La Sociedad Rural de Rosario salió a cuestionar con fuerza el proyecto del Gobierno nacional para desregular un organismo clave de la carne vacuna, eje de la economía agropecuaria y del consumo en el país.

La entidad ruralista expresó su rechazo a la iniciativa del Ministerio de Desregulación, que conduce Federico Sturzenegger, porque elimina los aportes obligatorios al Instituto de Promoción de la Carne Vacuna Argentina (IPCVA).

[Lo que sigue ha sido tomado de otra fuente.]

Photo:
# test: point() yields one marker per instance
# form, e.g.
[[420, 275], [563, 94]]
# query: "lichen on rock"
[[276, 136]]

Esos fondos, que surgen de una contribución de la cadena ganadera, sostienen parte del funcionamiento de las entidades del sector y acciones de promoción de la carne vacuna en el mercado interno y en el exterior.
Desde la región advirtieron que desfinanciar al IPCVA implica debilitar una herramienta construida durante años para posicionar a la carne vacuna argentina como un producto de referencia mundial.
Además, reclamaron preservar el rol del Senasa como organismo sanitario de control, al considerar que es clave para sostener la calidad del producto y el acceso a los mercados internacionales más exigentes.
En el diagnóstico sobre el momento que atraviesa el consumo, dirigentes rurales remarcaron que la carne vacuna dejó de ser un alimento masivo para buena parte de los hogares argentinos.
Según plantearon, el deterioro del poder adquisitivo y la suba de precios empujaron a la carne vacuna hacia un segmento más restringido, casi como un producto gourmet, mientras muchas familias migran a cortes más baratos o a otras proteínas.
Preocupación en la cadena cárnica
Las entidades del campo advierten que, en este contexto de caída del consumo interno, avanzar con la desregulación sin instancias de diálogo puede agravar la situación de productores, frigoríficos y trabajadores vinculados a la carne vacuna.
Por eso reclaman revisar el proyecto oficial y abrir una mesa de discusión con toda la cadena, antes de modificar el esquema que sostiene a la principal marca de la Argentina en el mundo: su carne vacuna.